Police Recommend Indictment Against Ben-Eliezer

Police recommend indictment of former Labor MK over bribes, money laundering, fraud, and tax-related offenses.

Hezki Baruch,

Binyamin Ben-Eliezer
Binyamin Ben-Eliezer
Flash 90

Police announced on Tuesday that they have gathered enough evidence to allow the prosecution of former Labor MK Binyamin Ben-Eliezer.

The investigation began several months following a decision by Attorney General Yehuda Weinstein. Ben-Eliezer, along with several other people, is suspected of having committed offenses involving bribery, money laundering and breach of trust.

Police suspect that, beginning in 2006, during Ben-Eliezer’s tenure as Minister of Infrastructure, business people close to him gave him large sums of money in exchange for promoting their business interests.

As well, police also investigated suspected money laundering activities by Ben-Eliezer in the range of millions of shekels, allegedly hidden in relatives’ bank accounts.

Following the investigation, Lahav 433 Commander Roni Reitman and the investigative unit of the anti-fraud department concluded that there is sufficient evidence against Ben-Eliezer for taking bribes, money laundering, fraud, and tax-related offenses.

Ben-Eliezer's lawyers, attorneys Navot Tel Tzur and Tal Shapira, said on Wednesday that he rejects outright the police recommendations for an indictment.

"For 60 years, Ben-Eliezer has served the State of Israel loyally and with a sense of mission, and he is determined to fight for his reputation despite his complicated medical condition,” they said.

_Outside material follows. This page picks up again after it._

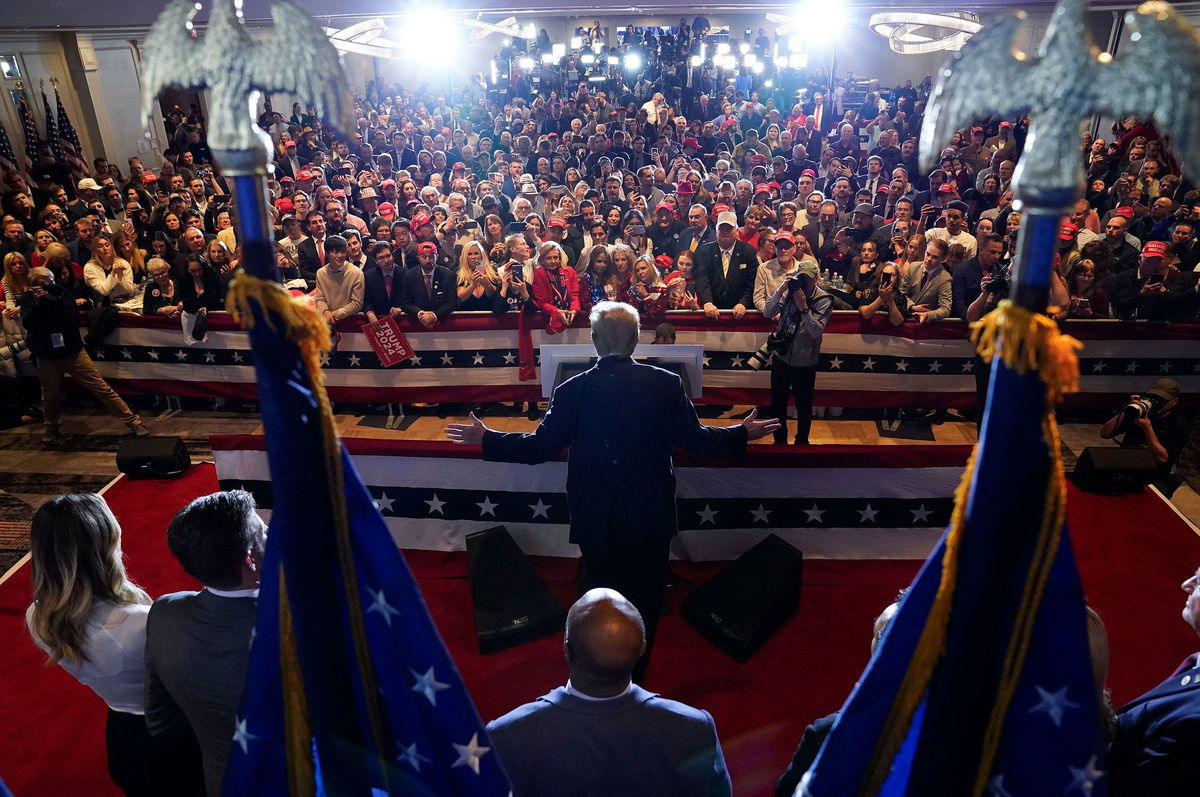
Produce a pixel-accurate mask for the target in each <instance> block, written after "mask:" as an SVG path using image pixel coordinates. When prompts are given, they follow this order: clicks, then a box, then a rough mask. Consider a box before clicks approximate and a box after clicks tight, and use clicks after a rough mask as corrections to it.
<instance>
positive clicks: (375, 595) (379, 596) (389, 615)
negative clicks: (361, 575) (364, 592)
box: [367, 587, 400, 625]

"We hope and believe that a thorough examination of the material by the prosecution will paint a very different picture," added the lawyers.

Ben-Eliezer recently resigned from the Knesset, citing ongoing health issues, and will not run in the March 17 elections.

Last year, Ben-Eliezer ran for the position of President, but dropped out of the race several days before the vote due to the corruption investigation.

He was previously involved in some controversy, when an investigative television report revealed that he had frequented “exclusive and discreet” casinos in London and did so up until 2002, when he was serving as a top government minister.

In May, Ben-Eliezer underwent a kidney transplant but resumed political activity immediately after the surgery, which he described as "routine and easy."